Before he trusted his own heart-quivering voice, James Blake deftly made taffy out of those of others. He stretched out shape-note singing on his very first single and blendered the likes of Kelis and Aaliyah as a follow up, before voicing for himself that Wilhelm Scream. But it still seemed crazy that the post-dubstep weirdo would one day mope alongside people like Beyoncé, Frank Ocean, Vince Staples, and Pulitzer Kenny. At this point, it would be fair to say that he has influenced a crop of new acts who balance heartache and wobble, be they Khalid, Sampha, or Moses Sumney. Gloomy and ponderous as 2016’s The Colour in Anything could get, Blake’s portfolio has only expanded deeper into pop, hip-hop, and R&B. Those captivated by those alien early singles could also take solace as Blake showed he still had a mischievous twinkle about him, whether by helping to shape Oneohtrix Point Never’s Age Of or warping his vocals on a queasy ode to L.A. gridlock.

His new album Assume Form finds Blake at his most tactile and slippery, insular and assured. He doubles down on his melancholy, but also makes room for love, inviting previous collaborators like Travis Scott and André 3000 to strike out on uncanny new tangents with him, his voice ductile enough to work in each new context. And the sparseness of previous albums now is lush with details. Blake’s elegant piano introduces the title track, easily his most tender turn to date, opening himself to new love as his voice pitches heavenward alongside a quiver of violins.
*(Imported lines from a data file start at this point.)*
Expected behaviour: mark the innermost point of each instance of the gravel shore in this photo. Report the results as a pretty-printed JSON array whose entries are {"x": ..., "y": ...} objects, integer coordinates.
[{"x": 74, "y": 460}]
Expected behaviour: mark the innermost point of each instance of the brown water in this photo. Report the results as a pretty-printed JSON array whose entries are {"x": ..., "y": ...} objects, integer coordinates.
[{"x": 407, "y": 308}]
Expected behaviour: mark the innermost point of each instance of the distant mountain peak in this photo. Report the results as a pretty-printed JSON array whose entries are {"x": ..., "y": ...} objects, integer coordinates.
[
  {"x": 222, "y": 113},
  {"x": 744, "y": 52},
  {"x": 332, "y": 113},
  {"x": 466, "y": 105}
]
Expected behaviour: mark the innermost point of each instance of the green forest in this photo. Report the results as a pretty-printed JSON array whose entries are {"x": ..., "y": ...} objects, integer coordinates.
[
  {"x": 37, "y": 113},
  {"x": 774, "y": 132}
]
“Mile High” finds Blake on equal footing with Scott and Metro Boomin, two of hip-hop’s most bankable acts at the moment. But even the surest of sounds goes a-quiver in Blake’s hands: deep bass quakes turn into flute flutters, trap snares into mist, and Blake goes Gregorian mass in one spacious moment (see also the cavernous self-choir on closer “Lullaby for My Insomniac”). On “Tell Them,” Blake and Sumney team up over another Metro Boomin production, each pushing their falsettos ever higher into the ether.

For such crackling peaks, there are also times where it seems Blake has found himself at the forefront of a heady new genre, trap-schmaltz. Maybe Frank Ocean got there first with his cover of “Moon River,” but Blake pushes deeper. So while an edge still lurks in the snares and 808s of “I’ll Come Too” and “Can’t Believe the Way We Flow,” it’s now suffocated in mounds of cotton candy. The two songs are stuffed with emotions-on-cufflinks swoon, straight-faced sincerity, and an array of strings that could’ve come right out of A Little Touch of Schmilsson in the Night. It’s easy-listening enough to sneak onto your great-grandma’s Spotify Hit Parade.

Despite those shortcomings, Assume Form stands as Blake’s most coherent statement to date. The Spartan singer-songwriter tropes of his debut, the half-baked collabs of Overgrown, and the overlong The Colour in Anything fall away to reveal a more dynamic Blake. And as thrilling as it is to hear André 3 Stacks ride on Blake’s piano-playing, the album’s best bit comes in Blake’s duet with flamenco upstart Rosalía. The romantic “Barefoot in the Park” is a speedball of minor-key melancholia and flying sparks as the two sing of sweet love, Rosalía’s voice curling around Blake’s like exhaled smoke. Before, he might have left it as is, or else drowned it in pathos. But now Blake assertively takes her voice and twists it higher, until it’s a giddy, high, trilling frequency, and the song starts to tremble like someone drawing nearer to his or her betrothed.